To relax, Sheehy races boats. He was named 1971 rookie of the year in the unlimited class and placed fourth in last summer’s Gold Cup in Detroit, driving Lee Schoenith’s Go Gale.
Sheehy is the resident clown of the traveling unlimited troupe, but he knows exactly where he’s at. One of his funniest routines is an imitation of Bill Newton, chief referee for the Unlimited Racing Commission, conducting a drivers’ meeting.
"I’ve always been somewhat of an extrovert," Sheehy explained. "I don’t have any security problems; I’ve just always kidded around."

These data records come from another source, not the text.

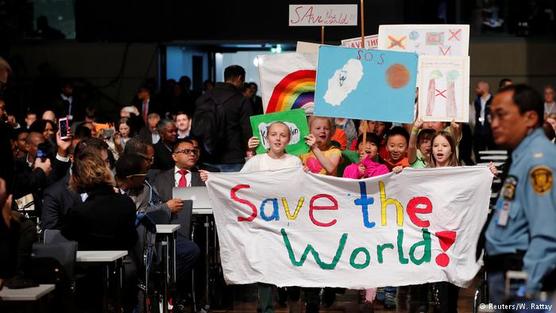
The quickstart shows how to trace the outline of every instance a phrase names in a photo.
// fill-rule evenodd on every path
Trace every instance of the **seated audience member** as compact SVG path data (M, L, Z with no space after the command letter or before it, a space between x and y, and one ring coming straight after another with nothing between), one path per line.
M46 155L47 152L43 151L46 148L39 150L39 145L43 148L43 143L44 137L42 134L29 133L25 143L27 155L15 160L13 198L20 210L29 209L31 202L33 202L36 214L40 214L42 192L48 185L48 176L52 171L50 159ZM23 197L25 199L22 199ZM18 201L18 199L21 200Z
M361 179L384 175L389 172L384 164L376 162L378 157L378 136L368 133L366 142L363 143L363 135L359 136L359 162L348 165L344 169L344 177Z
M87 128L85 128L87 129ZM88 129L87 129L88 130ZM74 149L74 157L82 153L92 153L101 157L108 166L108 146L98 138L83 138ZM78 194L70 187L71 171L67 171L66 175L45 189L43 194L43 209L41 226L43 229L60 229L62 221L68 211L83 203L85 195Z
M29 266L31 247L37 240L35 225L21 213L12 210L12 195L0 178L0 289L22 288L29 283L23 279ZM30 285L28 287L31 287Z
M147 144L137 137L131 138L125 145L124 154L137 154L142 157L148 166L146 180L151 184L154 183L160 170L152 168L154 162L154 148L151 144Z
M160 121L158 123L158 133L160 134L160 141L154 145L153 168L165 171L174 167L172 151L178 136L176 123L171 120Z
M45 140L52 143L56 140L56 131L58 130L56 123L51 120L35 121L29 128L29 132L41 133Z
M401 126L392 127L386 133L386 150L388 157L384 164L390 171L399 172L402 168L409 166L407 160L407 144L409 134Z
M176 114L176 127L178 128L178 139L186 139L190 137L191 119L185 112Z
M135 205L114 191L114 177L98 154L84 152L72 165L70 186L84 202L62 222L62 234L80 250L128 250L137 241ZM86 195L83 195L86 194Z
M151 113L147 117L147 126L139 131L139 138L144 142L154 145L160 140L157 125L160 122L160 115L158 113Z
M29 111L25 114L25 129L29 130L31 125L37 120L37 113Z
M167 220L163 224L172 223L175 215L183 209L183 201L180 199L163 199L159 196L156 188L152 187L145 176L149 163L137 154L124 154L116 163L116 178L119 188L130 196L135 202L138 215L154 211L165 213ZM170 191L171 192L171 191ZM163 202L166 201L166 202ZM158 221L160 222L160 221ZM142 236L140 235L140 238ZM142 239L140 239L142 240ZM140 243L142 249L142 243ZM178 298L184 298L184 289L187 286L185 278L195 265L199 257L199 247L187 237L178 232L176 240L176 273Z
M173 187L186 188L205 185L195 168L199 160L199 149L194 147L191 140L178 141L174 147L172 158L176 162L174 168L160 173L154 183L162 199L172 198Z
M27 154L27 149L25 148L27 136L29 136L29 131L26 129L18 129L15 131L15 137L12 139L14 159L23 158Z
M114 177L106 162L95 153L75 156L70 186L84 202L71 208L62 222L62 235L77 241L79 250L126 250L124 259L126 281L124 285L124 310L131 312L136 302L135 205L126 195L114 190ZM102 303L101 268L87 268L88 275L77 287L78 297L87 302L87 308L100 311Z
M137 110L137 108L132 105L125 106L120 110L120 118L129 118L132 114L135 116L139 116L139 110Z
M115 155L120 155L124 152L124 148L129 139L135 136L135 129L133 128L129 118L121 118L116 124L116 133L112 137Z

Newton is the first to laugh when Sheehy goes into his act. "That’s the fun part," Sheehy said. "Bill thinks it’s funny. If it upset him I wouldn’t do it." Sheehy "uses" his comedy. "It’s a tension easer for the crew," he said.
A family man with two children, Patrick and Danny, Sheehy still hasn’t adjusted to the whirlwind pace of thunderboating and his part in it.
"I placed third in my first race and suddenly found myself deluged with kids wanting autographs," Sheehy said. "I signed every one of ‘em."
After six years in the obscurity of limited-class racing, Sheehy was "in the bigs."
"At last year’s Gold Cup I was separated from reality for the whole week," he said. "I just couldn’t believe that I was Bill Muncey’s team-mate. I just couldn’t fathom that, I couldn’t touch it."
On race-day morning, Sheehy woke up with a "My God, what am I doing here?"
"We were touted as . . . not the favorite, but one of the boats that could win it," Sheehy recalled. "I realized then, ‘hey. you’re on your way.’ "
A sports writer in Louisville wrote that Sheehy "is fascinated with his colleagues."
"And I still am," he said. "It’s hard to believe I’m here and the Munceys and Dean Chenoweths and Fred Alters respect me as a fellow driver who is basically decent at his work.
"It’s a hard feeling to grasp. It’s fascinating and I get a giggle out of it every time I sit and ponder it."